Please note that this page is under construction - it needs updating!
The beginning
I have been involved with computers since the age of 12 or so, when my parents gave
me my first computer, an Apple II+. I am glad that I started out with
a text-based computer, since I am very text oriented.
Moreover, I have observed that graphical operating systems tend to promote a lack of knowledge of
the real workings of computers.
I was involved with BBSes in my teens, and when I went to college
(at Earlham in Richmond, Indiana),
became heavily involved with
USENET
(newsgroups) there. (Try a
Google
search for the username "allens" and hostnames
"earlham.edu" and "yang.earlham.edu" for a small
fraction of my USENET writings from my college days. Some of my views
have changed since then; some haven't.) This was not via the Internet,
but via BITNET;
I accessed it through a VAX running VMS.
Computers and Research
At Rutgers, and prior to that in my research with my father, I have
become involved in the use of computers for scientific research. My own
research will be a mixture of
computer and "wet" lab work. Some of my work in helping set up
and administer/maintain the
Molecular Modeling (Computer) Laboratory
at Rutgers was as a part of my research. Other portions, such as writing the software that takes class
rosters (e.g., for the
Homology Modeling Course),
have been because I support the other scientific and educational activity
that takes place with this laboratory. (This part of what I have done is not actually an aspect of my being a TA
employed by Rutgers University, or for that matter a Graduate Student at
Rutgers University. As one consequence of this, as with these pages, I
retain copyright on all products of said work.)
Spam Fighting
As a local postmaster for the computer labratory, I had to deal
with spam (UBE - Unsolicited Bulk Email).

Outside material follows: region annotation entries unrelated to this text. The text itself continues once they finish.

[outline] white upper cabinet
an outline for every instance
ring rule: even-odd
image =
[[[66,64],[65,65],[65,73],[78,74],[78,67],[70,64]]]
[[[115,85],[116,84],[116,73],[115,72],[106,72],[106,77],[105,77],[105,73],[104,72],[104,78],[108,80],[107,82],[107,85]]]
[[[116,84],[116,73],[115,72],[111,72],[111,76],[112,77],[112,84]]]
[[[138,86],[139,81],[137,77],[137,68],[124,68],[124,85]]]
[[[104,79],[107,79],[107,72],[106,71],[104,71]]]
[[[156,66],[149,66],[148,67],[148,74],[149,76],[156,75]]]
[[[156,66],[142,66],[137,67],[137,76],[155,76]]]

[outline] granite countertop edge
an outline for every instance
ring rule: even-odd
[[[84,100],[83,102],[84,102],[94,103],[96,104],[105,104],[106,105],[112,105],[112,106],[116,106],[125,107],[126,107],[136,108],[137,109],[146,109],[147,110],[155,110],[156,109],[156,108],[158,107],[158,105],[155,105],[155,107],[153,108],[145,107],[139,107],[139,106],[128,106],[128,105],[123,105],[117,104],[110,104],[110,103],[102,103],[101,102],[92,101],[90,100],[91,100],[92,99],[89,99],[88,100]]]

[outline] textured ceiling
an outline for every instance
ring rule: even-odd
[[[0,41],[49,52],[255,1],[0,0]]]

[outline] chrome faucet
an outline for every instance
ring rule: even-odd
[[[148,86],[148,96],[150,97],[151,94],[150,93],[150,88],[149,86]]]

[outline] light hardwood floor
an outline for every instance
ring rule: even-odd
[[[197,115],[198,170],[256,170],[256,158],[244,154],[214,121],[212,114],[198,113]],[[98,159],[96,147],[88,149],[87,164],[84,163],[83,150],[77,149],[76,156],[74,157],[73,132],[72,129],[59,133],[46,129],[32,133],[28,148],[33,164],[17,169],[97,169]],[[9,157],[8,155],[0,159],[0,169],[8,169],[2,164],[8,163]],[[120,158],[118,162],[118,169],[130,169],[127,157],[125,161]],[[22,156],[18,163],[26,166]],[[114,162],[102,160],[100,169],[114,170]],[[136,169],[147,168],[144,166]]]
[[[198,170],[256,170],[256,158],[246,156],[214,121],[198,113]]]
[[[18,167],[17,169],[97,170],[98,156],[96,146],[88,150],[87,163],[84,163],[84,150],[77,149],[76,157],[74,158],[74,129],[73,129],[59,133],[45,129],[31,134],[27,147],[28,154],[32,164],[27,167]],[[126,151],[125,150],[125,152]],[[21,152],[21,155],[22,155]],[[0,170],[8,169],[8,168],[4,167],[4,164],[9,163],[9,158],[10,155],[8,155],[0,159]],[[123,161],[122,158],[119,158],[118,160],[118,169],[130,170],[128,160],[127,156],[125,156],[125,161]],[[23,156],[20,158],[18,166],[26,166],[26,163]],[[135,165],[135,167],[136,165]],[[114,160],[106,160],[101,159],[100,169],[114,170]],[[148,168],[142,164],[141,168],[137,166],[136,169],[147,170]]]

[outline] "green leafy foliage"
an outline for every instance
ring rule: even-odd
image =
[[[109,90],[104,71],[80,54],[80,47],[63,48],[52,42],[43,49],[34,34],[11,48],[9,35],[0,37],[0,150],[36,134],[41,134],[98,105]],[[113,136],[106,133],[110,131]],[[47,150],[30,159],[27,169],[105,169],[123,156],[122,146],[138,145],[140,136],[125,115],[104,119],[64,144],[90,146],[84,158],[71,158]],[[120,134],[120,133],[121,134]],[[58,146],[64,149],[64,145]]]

I also decided to fight spam because I was on USENET, and on email lists, prior to the
introduction of spamming. Because of spam, I had to remove myself from these means of interaction.
The origins of spam were, at least to
any significant degree, with Serdar Argic (aka Ahmet Cosar, and possibly
Hasan Multu), who was spamming not for a commercial
purpose - one reason why I reject the UCE (Unsolicited Commercial Email)
label for spam, as well as freedom of speech/press
concerns with distinguishing spam by
content instead of consent - but for a political one. He posted vast
quantities of material claiming Armenian massacres of the Turks in
1914-1918. Given his behavior, nobody was particularly surprised to do a
bit of fact-checking and find that this is wrong.
I remember the good that was in USENET
(as well as the flamewars et al); I remember the potential, and hate
spammers for ruining USENET.
Security
In the computer laboratory at Rutgers I was also responsible for security of the computers, and
was somewhat involved in computer virus security for the department (due
to that SGIs are effectively immune to worms targeted at PCs and Macs, and
I could thus often spot them when everyone else is getting infected).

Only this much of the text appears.